As the recent research explains, ML applications in drug discovery require large datasets, but generating such data manually is expensive, time-consuming, and prone to errors. Automated laboratories are uniquely equipped to overcome these challenges, producing high-throughput, reproducible data far more efficiently than human-driven workflows. This ability to rapidly and accurately generate data is essential for driving the next era of drug discovery, where computational methods play a central role.
Scaling for Success: Addressing Data Quantity and Quality
The limitations of current small-molecule datasets are twofold: they are often too small to train effective ML models, and they frequently suffer from biases, noise, or inconsistencies that can skew the results. For example, as noted in the study, datasets may contain biases introduced by the selection of compounds or experimental conditions, leading to ML models learning spurious correlations rather than meaningful chemical relationships. Additionally, the presence of noisy or incomplete data further undermines the accuracy of these models.
The promise of revolutionizing small-molecule therapeutic development through ML relies not only on the sophistication of algorithms but also on the quality, diversity and quantity of data used for training and validation
Automated laboratories offer a solution to both of these problems. By scaling up data generation and ensuring that the data is consistent and high-quality, automated labs can provide the robust datasets needed to improve model performance. Moreover, automation reduces the potential for human bias or error, ensuring that the data used to train ML models is as reliable and unbiased as possible.
A Data-Centric Future for Drug Discovery
The future of small-molecule drug discovery lies in adopting a data-centric approach.

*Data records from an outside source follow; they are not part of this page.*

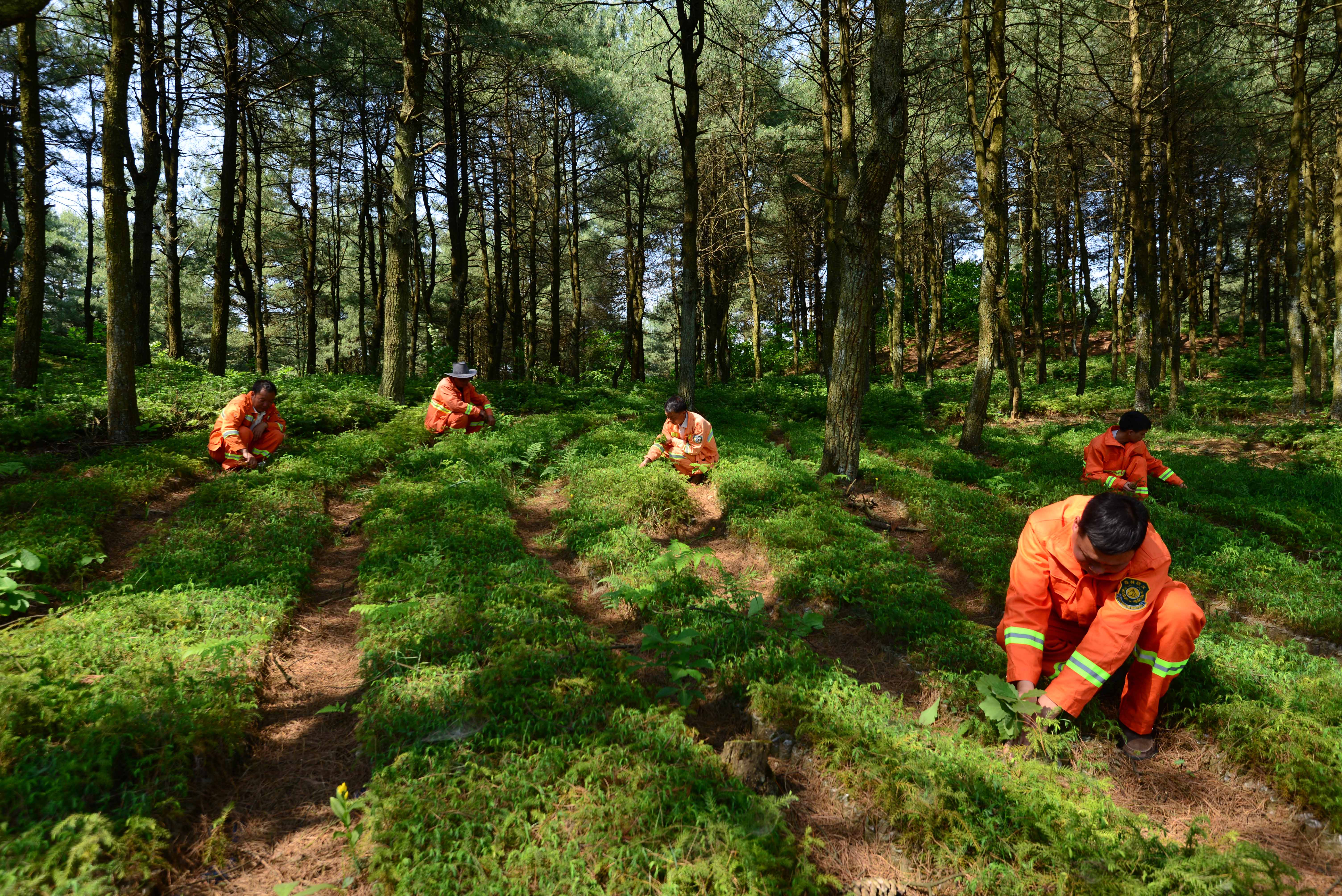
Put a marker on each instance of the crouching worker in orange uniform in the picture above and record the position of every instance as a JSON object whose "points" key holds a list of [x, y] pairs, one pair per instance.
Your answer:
{"points": [[249, 431], [457, 404], [686, 439], [1120, 459], [1089, 588]]}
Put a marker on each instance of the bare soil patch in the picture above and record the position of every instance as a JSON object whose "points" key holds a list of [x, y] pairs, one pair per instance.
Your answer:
{"points": [[741, 558], [139, 522], [1188, 780], [281, 825], [535, 525]]}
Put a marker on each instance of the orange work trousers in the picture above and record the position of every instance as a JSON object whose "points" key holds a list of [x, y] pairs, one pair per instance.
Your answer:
{"points": [[1164, 648], [262, 447]]}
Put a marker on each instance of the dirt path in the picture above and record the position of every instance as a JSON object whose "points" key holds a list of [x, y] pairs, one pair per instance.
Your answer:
{"points": [[281, 825]]}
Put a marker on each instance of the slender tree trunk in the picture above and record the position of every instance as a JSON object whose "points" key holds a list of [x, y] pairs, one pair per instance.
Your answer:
{"points": [[690, 37], [123, 408], [1300, 123], [147, 179], [27, 339], [227, 194], [828, 186], [1139, 194], [311, 237], [400, 269], [641, 255], [988, 137], [897, 255], [93, 139], [1090, 310], [515, 261], [533, 347], [1336, 411], [557, 190], [862, 263], [260, 344], [172, 163], [575, 235]]}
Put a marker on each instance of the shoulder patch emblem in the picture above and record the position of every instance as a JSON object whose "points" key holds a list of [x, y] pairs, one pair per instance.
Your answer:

Automated laboratories like Ulysses® are not just tools—they are essential drivers of innovation, providing the high-quality data that will define the future of drug discovery in the Biotech 3.0 era.
Automated laboratories are critical enablers of this future, providing the infrastructure necessary to produce the high-quality, large-scale data that will power the next generation of ML-driven drug discovery. As Biotech 3.0 unfolds, data will become the cornerstone of innovation, with automated labs at the forefront of this transformation.
In this new era, data is not just an input but the foundation upon which ML models are built. By ensuring that the data used to train these models is reliable, scalable, and diverse, the industry can finally achieve the breakthroughs that have long been anticipated. With automation driving data generation, we are poised to enter a future where drug discovery is faster, more efficient, and more accurate than ever.